Looking forward, the Suboxone litigation’s outcomes will likely influence how pharmaceutical regulators and enforcement agencies evaluate product reformulations, pricing strategies around discontinuations, and corporate conduct in addiction treatment markets. The case demonstrates that even in critical therapeutic areas—where patient access is vital—manufacturers cannot use regulatory systems to eliminate competition at the expense of affordability and market integrity. For future purchasers and patients of addiction-treatment medications, the precedent established here should create stronger incentives for manufacturers to compete on efficacy and convenience rather than market manipulation.
Conclusion
The $385 million settlement approved on February 27, 2024, represents a substantial recovery for direct purchasers harmed by Indivior’s antitrust violations in the Suboxone market. By switching from tablets to sublingual film and strategically discontinuing the generic-competitive tablet form, Indivior maintained supracompetitive pricing and eliminated choice during a period of critical opioid-use disorder treatment demand. The settlement’s “overwhelmingly favorable” class response and zero objections underscore the broad agreement that the compensation fairly addresses the economic harm inflicted on wholesalers, pharmacies, hospitals, and other direct purchasers during the 16-month class period.

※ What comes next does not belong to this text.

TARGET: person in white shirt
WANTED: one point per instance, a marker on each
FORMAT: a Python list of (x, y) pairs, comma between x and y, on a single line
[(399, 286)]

If you believe you or your organization qualifies as a direct purchaser of Suboxone tablets between January 1, 2012, and March 14, 2013, gather your purchase documentation and file a claim before the deadline. Separately, if you’re an individual who used Suboxone film and suffered dental injuries, monitor the ongoing dental injury litigation for further compensation opportunities. Together, these settlements and lawsuits demonstrate that pharmaceutical antitrust enforcement is real, meaningful, and available to those harmed by anti-competitive conduct.